The ideal parenteral formulation should comprise an isotonic solution with pH close to the physiological value of 7.4, and contain only pharmaceutically acceptable ingredients. Meeting these criteria, however, is very often precluded by the low aqueous solubility of the drug. The number of poorly soluble drugs has increased dramatically during the last few decades and resulted in a great variety of parenteral products: in addition to simple solutions, these include microemulsions, emulsions, liposomes, particulate systems, complexes, etc.
When the parent drug is a weak base or acid, the solubility problem can be readily overcome by simple adjustment of the pH to low or high values and salt formation. However, preparing a solution of the drug alone rarely results in a robust formulation as small variations in pH may lead to drug precipitation. In addition, extreme pH values are harmful to patients and might require more complicated ways of administration, such as premixing of stock solutions in the administration set prior to infusion in the body (Y-setup).

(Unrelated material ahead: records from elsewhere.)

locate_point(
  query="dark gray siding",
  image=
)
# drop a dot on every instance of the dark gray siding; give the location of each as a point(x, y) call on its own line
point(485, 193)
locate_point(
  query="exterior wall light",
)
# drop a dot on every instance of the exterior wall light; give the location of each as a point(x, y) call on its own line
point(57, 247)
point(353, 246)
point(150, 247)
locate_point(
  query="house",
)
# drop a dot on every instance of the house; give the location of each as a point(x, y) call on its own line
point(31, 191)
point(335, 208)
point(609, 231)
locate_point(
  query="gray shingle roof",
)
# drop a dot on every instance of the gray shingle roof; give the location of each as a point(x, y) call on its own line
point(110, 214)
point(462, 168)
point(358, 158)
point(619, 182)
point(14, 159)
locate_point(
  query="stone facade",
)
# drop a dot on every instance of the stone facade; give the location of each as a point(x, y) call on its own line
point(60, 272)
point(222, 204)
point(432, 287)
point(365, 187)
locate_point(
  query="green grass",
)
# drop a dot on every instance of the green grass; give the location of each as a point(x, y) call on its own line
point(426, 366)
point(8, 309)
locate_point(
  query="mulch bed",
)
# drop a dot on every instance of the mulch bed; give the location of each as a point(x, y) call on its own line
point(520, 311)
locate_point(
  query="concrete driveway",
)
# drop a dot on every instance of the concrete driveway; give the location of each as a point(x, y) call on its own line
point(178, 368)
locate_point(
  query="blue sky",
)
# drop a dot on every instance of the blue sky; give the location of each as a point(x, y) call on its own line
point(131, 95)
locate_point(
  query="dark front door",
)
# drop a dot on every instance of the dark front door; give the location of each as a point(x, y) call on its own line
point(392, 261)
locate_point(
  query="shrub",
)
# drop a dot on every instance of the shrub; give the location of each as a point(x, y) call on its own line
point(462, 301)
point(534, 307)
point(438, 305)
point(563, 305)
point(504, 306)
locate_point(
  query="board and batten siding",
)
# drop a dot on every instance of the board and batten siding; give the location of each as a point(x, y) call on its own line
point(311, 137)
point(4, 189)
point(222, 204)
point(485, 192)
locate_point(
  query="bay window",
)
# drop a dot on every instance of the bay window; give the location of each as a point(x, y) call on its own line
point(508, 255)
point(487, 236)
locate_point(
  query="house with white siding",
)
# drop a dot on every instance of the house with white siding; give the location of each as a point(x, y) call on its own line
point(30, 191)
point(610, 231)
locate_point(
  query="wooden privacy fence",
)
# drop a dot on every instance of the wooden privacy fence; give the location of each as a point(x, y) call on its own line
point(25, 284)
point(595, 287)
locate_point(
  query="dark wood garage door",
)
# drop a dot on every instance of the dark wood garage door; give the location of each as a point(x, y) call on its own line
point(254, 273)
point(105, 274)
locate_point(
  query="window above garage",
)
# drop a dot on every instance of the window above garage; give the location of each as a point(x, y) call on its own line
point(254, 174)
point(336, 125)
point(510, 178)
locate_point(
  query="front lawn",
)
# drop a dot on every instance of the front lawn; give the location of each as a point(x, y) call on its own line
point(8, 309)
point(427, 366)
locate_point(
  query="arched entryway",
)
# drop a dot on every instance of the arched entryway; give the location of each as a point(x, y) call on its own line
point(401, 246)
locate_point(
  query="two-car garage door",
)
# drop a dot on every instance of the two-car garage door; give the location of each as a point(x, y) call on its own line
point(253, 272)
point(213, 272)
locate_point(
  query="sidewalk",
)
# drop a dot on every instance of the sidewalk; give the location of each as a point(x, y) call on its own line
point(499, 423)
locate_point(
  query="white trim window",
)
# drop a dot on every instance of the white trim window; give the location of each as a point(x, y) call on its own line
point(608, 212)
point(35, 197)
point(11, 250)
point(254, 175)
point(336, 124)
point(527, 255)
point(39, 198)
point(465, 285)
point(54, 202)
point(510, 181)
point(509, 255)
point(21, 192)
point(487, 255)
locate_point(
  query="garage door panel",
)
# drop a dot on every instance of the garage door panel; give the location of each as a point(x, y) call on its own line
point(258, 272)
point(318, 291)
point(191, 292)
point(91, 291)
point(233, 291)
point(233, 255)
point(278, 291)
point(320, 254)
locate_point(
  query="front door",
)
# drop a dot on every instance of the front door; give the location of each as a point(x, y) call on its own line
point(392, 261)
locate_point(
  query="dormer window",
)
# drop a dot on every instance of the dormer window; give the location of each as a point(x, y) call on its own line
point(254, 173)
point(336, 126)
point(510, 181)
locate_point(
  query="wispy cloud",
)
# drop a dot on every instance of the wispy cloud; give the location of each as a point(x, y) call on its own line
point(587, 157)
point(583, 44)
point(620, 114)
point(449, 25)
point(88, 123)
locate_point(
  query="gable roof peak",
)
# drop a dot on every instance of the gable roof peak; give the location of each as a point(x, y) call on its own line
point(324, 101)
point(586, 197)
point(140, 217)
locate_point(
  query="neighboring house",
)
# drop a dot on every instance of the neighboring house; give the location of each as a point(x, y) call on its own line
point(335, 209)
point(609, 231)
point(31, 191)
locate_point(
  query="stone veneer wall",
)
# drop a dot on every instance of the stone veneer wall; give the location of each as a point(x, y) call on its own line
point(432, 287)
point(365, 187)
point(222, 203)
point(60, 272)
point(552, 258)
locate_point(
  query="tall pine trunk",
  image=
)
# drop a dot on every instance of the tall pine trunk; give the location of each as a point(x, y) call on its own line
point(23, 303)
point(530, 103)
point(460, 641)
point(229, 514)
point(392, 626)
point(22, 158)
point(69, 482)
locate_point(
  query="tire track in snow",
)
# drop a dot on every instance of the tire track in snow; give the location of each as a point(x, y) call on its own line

The present work describes some of the most common problems related to colloid and interface science when developing an i.v. formulation. The focus is mainly on drugs with extremely low solubility and high melting point (strong crystal lattice). The behavior of both ionizable and nonionizable molecules is examined and analyzed. The paper also presents a critical discussion of each step of the formulation development process, including the in-vitro studies needed to evaluate the formulation behavior in the administration sets.